「え、え、菓子先輩? なんで!?」

「ほら~、やっぱり。菓子ちゃんがこむぎちゃんに内緒にしておきたいって言うから、あんなに驚いてるじゃないか。かわいそうに」

 浅木先生が、いたずらが成功した子どものように笑っている。ちっとも「かわいそう」と思っているようには見えない。

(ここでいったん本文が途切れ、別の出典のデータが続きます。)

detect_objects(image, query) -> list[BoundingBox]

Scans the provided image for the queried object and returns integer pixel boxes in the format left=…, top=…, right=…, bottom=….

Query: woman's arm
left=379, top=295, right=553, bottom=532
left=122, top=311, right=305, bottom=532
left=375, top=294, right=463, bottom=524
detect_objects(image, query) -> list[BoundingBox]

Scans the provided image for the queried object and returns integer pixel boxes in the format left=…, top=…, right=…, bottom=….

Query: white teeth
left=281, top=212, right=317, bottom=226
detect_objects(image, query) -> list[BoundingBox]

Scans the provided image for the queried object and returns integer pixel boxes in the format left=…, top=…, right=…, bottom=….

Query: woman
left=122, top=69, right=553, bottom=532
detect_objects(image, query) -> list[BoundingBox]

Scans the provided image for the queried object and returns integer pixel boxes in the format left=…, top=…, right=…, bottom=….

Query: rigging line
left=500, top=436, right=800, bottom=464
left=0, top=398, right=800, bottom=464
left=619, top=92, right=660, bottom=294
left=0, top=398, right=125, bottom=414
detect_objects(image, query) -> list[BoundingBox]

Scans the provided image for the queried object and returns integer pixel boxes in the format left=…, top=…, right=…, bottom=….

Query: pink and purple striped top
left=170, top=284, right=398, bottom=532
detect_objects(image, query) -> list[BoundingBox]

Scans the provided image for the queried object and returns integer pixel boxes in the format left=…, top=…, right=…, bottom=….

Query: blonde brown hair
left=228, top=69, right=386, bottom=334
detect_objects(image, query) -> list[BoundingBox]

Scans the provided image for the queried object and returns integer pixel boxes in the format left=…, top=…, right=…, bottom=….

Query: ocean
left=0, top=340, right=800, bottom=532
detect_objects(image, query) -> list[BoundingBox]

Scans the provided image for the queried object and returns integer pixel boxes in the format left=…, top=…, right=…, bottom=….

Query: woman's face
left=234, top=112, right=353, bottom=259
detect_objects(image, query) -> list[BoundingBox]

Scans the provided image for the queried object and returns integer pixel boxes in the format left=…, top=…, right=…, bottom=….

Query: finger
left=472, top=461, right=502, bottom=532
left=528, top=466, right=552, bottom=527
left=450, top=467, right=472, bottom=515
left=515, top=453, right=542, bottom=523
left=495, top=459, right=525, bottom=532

「ごめんなさいね、こむぎちゃん。どうしてもびっくりさせたくて」

 私のそばに駆け寄ってきた菓子先輩は、少しふっくらして、お化粧もしていて、卒業式で会ったときよりずっときれいになっていた。

「どういうことですかっ」

「実はね、大学に入ってもバスで一時間以上かかる通学は無理そうで、一人暮らしさせてもらうことになったのよ。それで生活費くらいは自分で稼ぎたくて、浅木先生のお店でアルバイトさせてもらうことになったの」

「ちょうど、三月でアルバイトをやめる子がいてね。こっちが助かったよ」

「アパートもね、大学とお店の中間くらいに借りたのよ。高校からも近いから、いつでも遊びに来られちゃうわよ。気が早いけど、お客様用のおふとんやお泊りセットも用意しちゃったの。だから早くこむぎちゃんに泊まりに来てほしくって……、こむぎちゃん?」

 うつむいてぷるぷる震えている私の顔を、心配そうに菓子先輩がのぞきこむ。

「わ、私の感傷を、返せ~っ!」

「ええ~っ?」

 心の宝石箱がどうだとか、すてきな大人になったらどうだとか、恥ずかしげもなく語った感傷的なモノローグを、ぜんぶ、ぜんぶ、なかったことにしたい。